Clippers 3/28: Amad Hussain on Improving Training with Imbalanced Datasets

Tackling Training with Imbalanced Datasets: An Investigation of MixUp and Paraphrase Augmentation for Downstream Classification

Low-resource dialogue systems often contain a high degree of few-shot class labels, leading to challenges in utterance classification performance. A possible solution is data augmentation through paraphrase generation, but this method has the potential to introduce harmful data points in form of low-quality paraphrases. We explore this challenge as a case-study using a virtual patient dialogue system, which contains a long-tail distribution of few-shot labels. In previous work, we investigated the efficacy of paraphrase augmentation using both in-domain and out-of-domain data, as well as the effects of paraphrase validation techniques using Natural Language Inference (NLI) and reconstruction methods.
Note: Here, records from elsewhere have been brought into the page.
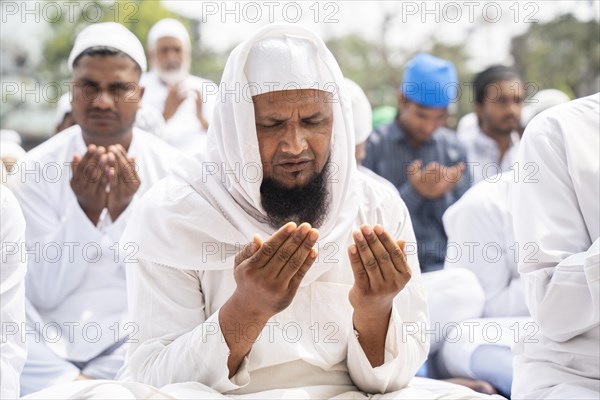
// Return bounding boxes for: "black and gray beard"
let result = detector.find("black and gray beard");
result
[260,162,329,229]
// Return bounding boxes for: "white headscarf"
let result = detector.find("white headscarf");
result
[346,78,373,145]
[123,24,359,285]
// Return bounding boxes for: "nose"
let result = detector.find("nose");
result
[281,123,308,155]
[94,90,115,110]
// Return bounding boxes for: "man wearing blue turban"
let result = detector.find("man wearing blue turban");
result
[364,53,470,272]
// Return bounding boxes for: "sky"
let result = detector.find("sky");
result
[162,0,600,70]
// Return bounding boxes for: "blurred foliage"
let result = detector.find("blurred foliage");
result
[511,14,600,98]
[17,0,600,134]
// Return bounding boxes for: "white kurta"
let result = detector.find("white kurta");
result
[438,171,534,378]
[443,172,535,317]
[513,93,600,399]
[0,185,27,399]
[458,125,519,184]
[140,71,217,154]
[123,174,428,397]
[13,125,178,361]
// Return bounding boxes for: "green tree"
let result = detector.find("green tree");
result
[511,14,600,97]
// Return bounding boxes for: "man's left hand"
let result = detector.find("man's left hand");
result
[348,225,411,319]
[107,144,140,221]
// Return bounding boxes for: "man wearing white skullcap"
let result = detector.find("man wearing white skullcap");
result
[345,78,397,191]
[13,23,177,394]
[21,25,500,399]
[142,18,216,153]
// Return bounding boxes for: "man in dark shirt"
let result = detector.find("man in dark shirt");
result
[363,53,470,272]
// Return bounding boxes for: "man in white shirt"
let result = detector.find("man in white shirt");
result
[459,65,525,183]
[512,93,600,399]
[13,23,177,393]
[0,185,27,399]
[142,18,216,154]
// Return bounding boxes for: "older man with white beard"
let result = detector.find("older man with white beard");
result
[141,18,216,154]
[22,25,502,399]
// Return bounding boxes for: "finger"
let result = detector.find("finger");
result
[288,249,317,295]
[249,222,296,268]
[348,243,369,288]
[266,223,312,276]
[396,240,412,275]
[278,224,319,280]
[361,225,397,281]
[373,225,408,273]
[352,228,383,286]
[233,235,260,269]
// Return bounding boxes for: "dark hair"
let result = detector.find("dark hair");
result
[473,65,522,104]
[73,46,142,74]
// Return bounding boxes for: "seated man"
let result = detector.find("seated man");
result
[21,25,502,399]
[512,93,600,399]
[459,65,525,183]
[0,185,27,399]
[13,23,177,393]
[363,53,470,272]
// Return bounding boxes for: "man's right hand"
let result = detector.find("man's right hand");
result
[232,222,319,320]
[71,144,108,225]
[219,222,319,378]
[163,85,187,121]
[407,160,465,200]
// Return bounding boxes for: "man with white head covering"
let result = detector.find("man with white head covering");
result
[345,78,397,191]
[142,18,215,153]
[512,93,600,399]
[90,25,492,398]
[15,23,177,393]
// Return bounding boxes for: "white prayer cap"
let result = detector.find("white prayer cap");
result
[147,18,191,49]
[521,89,570,127]
[69,22,147,72]
[244,35,336,97]
[54,93,71,126]
[346,78,373,145]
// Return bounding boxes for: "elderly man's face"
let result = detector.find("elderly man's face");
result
[252,89,333,188]
[150,37,187,73]
[71,56,144,138]
[475,80,525,135]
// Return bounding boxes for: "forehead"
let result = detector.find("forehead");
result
[156,36,183,50]
[73,55,140,83]
[485,79,525,100]
[252,89,333,117]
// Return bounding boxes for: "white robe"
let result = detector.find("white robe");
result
[140,71,216,154]
[0,185,27,399]
[443,171,534,317]
[13,125,178,382]
[438,171,533,378]
[513,93,600,399]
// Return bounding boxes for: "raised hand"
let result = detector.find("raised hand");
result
[233,222,319,320]
[219,222,319,378]
[105,144,140,221]
[71,144,108,225]
[348,225,411,367]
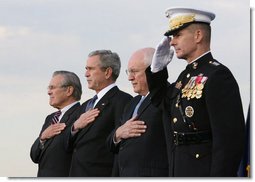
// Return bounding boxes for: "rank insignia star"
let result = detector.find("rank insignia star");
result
[175,81,182,89]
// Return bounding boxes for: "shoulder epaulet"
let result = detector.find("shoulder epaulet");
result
[209,61,220,66]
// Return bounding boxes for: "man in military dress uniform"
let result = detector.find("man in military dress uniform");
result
[146,8,245,177]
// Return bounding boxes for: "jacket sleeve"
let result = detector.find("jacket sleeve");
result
[30,116,50,163]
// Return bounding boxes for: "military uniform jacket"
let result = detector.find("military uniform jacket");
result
[146,53,245,177]
[108,94,169,177]
[30,103,80,177]
[67,86,132,177]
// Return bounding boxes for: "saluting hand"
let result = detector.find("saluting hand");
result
[115,117,147,142]
[40,123,66,141]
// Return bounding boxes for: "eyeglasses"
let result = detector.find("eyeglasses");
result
[126,69,141,76]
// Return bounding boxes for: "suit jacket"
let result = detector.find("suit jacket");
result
[30,103,80,177]
[146,53,245,177]
[67,87,132,177]
[108,94,168,177]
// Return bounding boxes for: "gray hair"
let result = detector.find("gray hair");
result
[88,50,121,81]
[142,47,155,67]
[52,71,82,101]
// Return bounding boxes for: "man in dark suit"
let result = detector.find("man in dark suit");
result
[30,71,82,177]
[146,8,245,177]
[67,50,132,177]
[108,48,168,177]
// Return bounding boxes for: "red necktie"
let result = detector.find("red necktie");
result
[51,110,61,124]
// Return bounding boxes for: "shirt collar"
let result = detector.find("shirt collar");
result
[94,83,116,106]
[189,51,211,65]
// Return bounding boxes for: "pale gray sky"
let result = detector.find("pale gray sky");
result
[0,0,250,177]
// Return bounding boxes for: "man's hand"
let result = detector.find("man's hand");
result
[114,118,146,143]
[73,108,100,131]
[151,37,174,73]
[40,123,66,141]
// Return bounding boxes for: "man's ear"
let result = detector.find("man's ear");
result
[66,86,74,96]
[105,67,112,79]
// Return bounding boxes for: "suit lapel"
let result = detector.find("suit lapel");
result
[76,86,119,143]
[40,103,80,158]
[137,94,151,119]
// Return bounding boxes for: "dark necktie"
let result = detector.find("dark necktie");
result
[86,95,97,111]
[51,110,61,124]
[132,96,145,117]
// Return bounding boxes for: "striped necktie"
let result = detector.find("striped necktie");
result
[51,110,61,124]
[132,96,146,117]
[86,95,97,111]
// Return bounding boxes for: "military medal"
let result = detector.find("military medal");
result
[181,73,207,100]
[197,83,204,90]
[185,106,194,118]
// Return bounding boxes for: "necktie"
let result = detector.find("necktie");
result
[51,110,61,124]
[132,96,145,117]
[86,95,97,111]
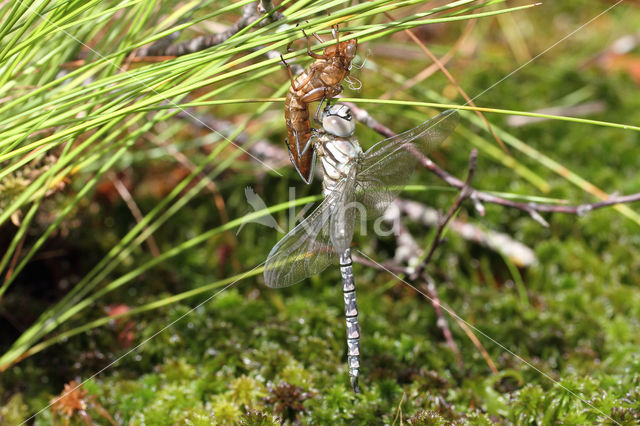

These data augmentation techniques were validated through training and evaluation of a downstream self-attentive RNN model with and without MixUp (embedding interpolation during training). The results were mixed and indicated a trade-off between reduction of misleading paraphrases and paraphrase diversity.

In this talk, I will go over potential training paradigms and paraphrase filtration mechanisms which expand on this previous work. Ideas range from example sampling techniques, variable-loss during MixUp, and paraphrase filtration using training loss. The hope is that one, or some combination, of these methods will improve model generalizability and class-imbalanced training. The obvious direction is not clear so feedback on these directions will be much appreciated!